Ever wondered why we’re seeing so many reboots, sequels and spin-off announcements? Well, according to director David Fincher (Gone Girl) it all comes down to the green stuff  — money.

In fact, Fincher is of the strict belief that Joaquin Phoenix’s turn as Joker may never have been green-lit if it wasn’t for Heath Ledger’s stellar and money-making performance in The Dark Knight.

“Nobody would have thought they had a shot at a giant hit with Joker had The Dark Knight not been as massive as it was,” Fincher told The Telegraph in a new interview.

According to the acclaimed filmmaker, the movie, which won five awards (including Best Actor at the Oscars), didn’t “look like a superhero blockbuster” and that “Hollywood has no further interest in mid-tier films”.
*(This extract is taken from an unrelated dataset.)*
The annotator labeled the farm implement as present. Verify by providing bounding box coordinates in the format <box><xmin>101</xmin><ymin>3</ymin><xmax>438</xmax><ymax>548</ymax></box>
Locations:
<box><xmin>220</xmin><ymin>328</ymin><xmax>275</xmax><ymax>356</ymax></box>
“I’m sure that Warner Bros thought at a certain price, and with the right cast, and with De Niro coming along for the ride, it would be a possible double or triple,” he said. “But I cannot imagine that movie would have been released had it been 1999.”

But it wasn’t just the monetary aspect that Fincher took issue with. In fact, it was Joker’s battle with mental health that he thought would never have been turned into a film.

“I don’t think ­anyone would have looked at that material and thought, ‘Yeah, let’s take Travis Bickle [‘Taxi Driver’] and Rupert Pupkin [‘The King of Comedy’] and conflate them, then trap him in a betrayal of the mentally ill, and trot it out for a billion dollars’,” he added.

Fincher went on to say that streaming had changed the film industry and when making theatrical films explicitly for the big screen, a very different approach was now taken. Only the huge blockbusters were worth putting up there.

“What the streamers are doing is providing a platform for the kind of cinema that actually reflects our culture and wrestles with big ideas: where things are, what people are anxious and unsure about,” he said before adding that those were the types of movies that would have been “dead on arrival five years ago”.

Joker went on to earn more than $1 billion at the box office — with an R-rating — and dominated the Oscars with 11 nominations and two wins.